Despite having a high proportion of production from countries with sovereign's ratings in the 'AAA'/'AA' category, RDS has a considerable 12% output contribution from Nigeria, which is highly exposed to political instability. Fitch is concerned about further production declines in 2008 due to production suspension in Nigeria as a result of militant attacks on pipelines and site facilities. RDS has consistently had a proved reserve life of nine years, which is one of the lowest among its peers. Their latest three-year finding, development and acquisition costs were USD14/boe, while the three-year reserve replacement on an all-in basis was 70% including acquisitions and divestments, and 100% excluding acquisitions and divestments, as calculated by Fitch.

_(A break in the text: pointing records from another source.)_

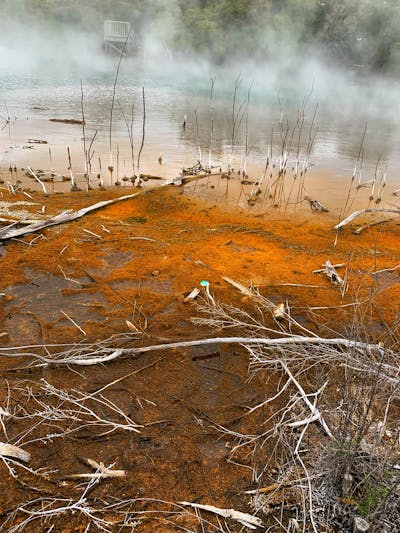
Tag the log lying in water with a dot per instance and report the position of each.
(70, 216)
(67, 120)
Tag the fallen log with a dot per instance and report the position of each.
(70, 216)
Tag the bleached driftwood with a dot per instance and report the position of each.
(247, 520)
(364, 212)
(101, 471)
(69, 216)
(244, 290)
(332, 274)
(93, 355)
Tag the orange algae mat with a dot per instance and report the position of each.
(135, 261)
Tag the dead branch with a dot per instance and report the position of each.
(94, 354)
(247, 520)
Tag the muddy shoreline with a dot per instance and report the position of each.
(133, 263)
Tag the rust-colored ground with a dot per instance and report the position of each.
(154, 250)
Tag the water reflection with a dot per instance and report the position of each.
(342, 113)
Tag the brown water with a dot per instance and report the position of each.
(338, 128)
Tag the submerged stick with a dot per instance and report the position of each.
(38, 180)
(364, 212)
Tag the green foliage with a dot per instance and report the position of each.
(356, 32)
(371, 500)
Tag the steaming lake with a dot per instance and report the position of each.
(343, 109)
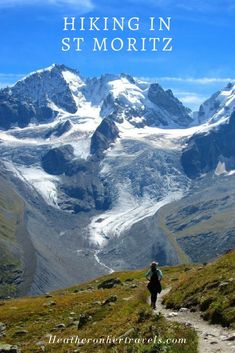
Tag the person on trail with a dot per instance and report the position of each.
(154, 276)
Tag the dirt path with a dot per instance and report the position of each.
(212, 338)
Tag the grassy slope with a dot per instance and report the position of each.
(210, 288)
(203, 223)
(11, 213)
(130, 311)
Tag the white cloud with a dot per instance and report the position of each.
(83, 5)
(9, 79)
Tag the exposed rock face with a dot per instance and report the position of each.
(56, 161)
(81, 187)
(85, 189)
(17, 111)
(59, 129)
(31, 98)
(105, 134)
(167, 101)
(205, 151)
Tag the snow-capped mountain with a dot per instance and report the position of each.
(46, 94)
(96, 158)
(219, 107)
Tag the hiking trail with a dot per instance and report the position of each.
(212, 338)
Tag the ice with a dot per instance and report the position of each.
(127, 211)
(39, 181)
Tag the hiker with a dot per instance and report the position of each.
(154, 276)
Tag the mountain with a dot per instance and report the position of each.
(97, 160)
(209, 289)
(110, 307)
(219, 107)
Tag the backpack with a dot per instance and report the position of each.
(154, 284)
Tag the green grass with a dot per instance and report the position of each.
(11, 211)
(129, 312)
(210, 288)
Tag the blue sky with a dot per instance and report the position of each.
(202, 60)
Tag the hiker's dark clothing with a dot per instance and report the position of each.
(154, 285)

Downstream, RDS conducts more advanced activities in the oil sands business than its peers, with a production of 81,000 barrels per day and proved minable reserves at 1.1 billion barrels. Fitch views the oil sands business as one of RDS's competitive advantages as an alternative production resource. As the traditional method to explore crude oil becomes increasingly difficult and expensive for all the majors to use, the oil sands business is considered to be a good unconventional resource for future growth. Furthermore, RDS is also the second-largest refiner in the world, with almost 4 million barrels per day of refining capacity in more than 40 refineries.
RDS's conservative financial strategy is demonstrated in its healthy balance sheet. As of 31 March 2008, the company had USD14.4bn of cash and cash equivalents, which easily covers its short-term financial obligations (including financial lease) of USD5.7bn. RDS's strong cash flows and low leverage translate into among the most robust credit metrics in the industry and across the corporate sector. As of Q108, RDS's gearing, which is calculated by dividing the adjusted net debt (including off-balance sheet obligations) by total capital employed, was 12.7%, well below its target ratio of between 20%-25%. Fitch regards this financial policy as prudent.
RDS is the world's third-largest publicly traded integrated oil and gas company by total production volumes behind ExxonMobil and BP. The company is active in more than 110 countries and territories and had a worldwide labour force of 104,000 as of 31 December 2007.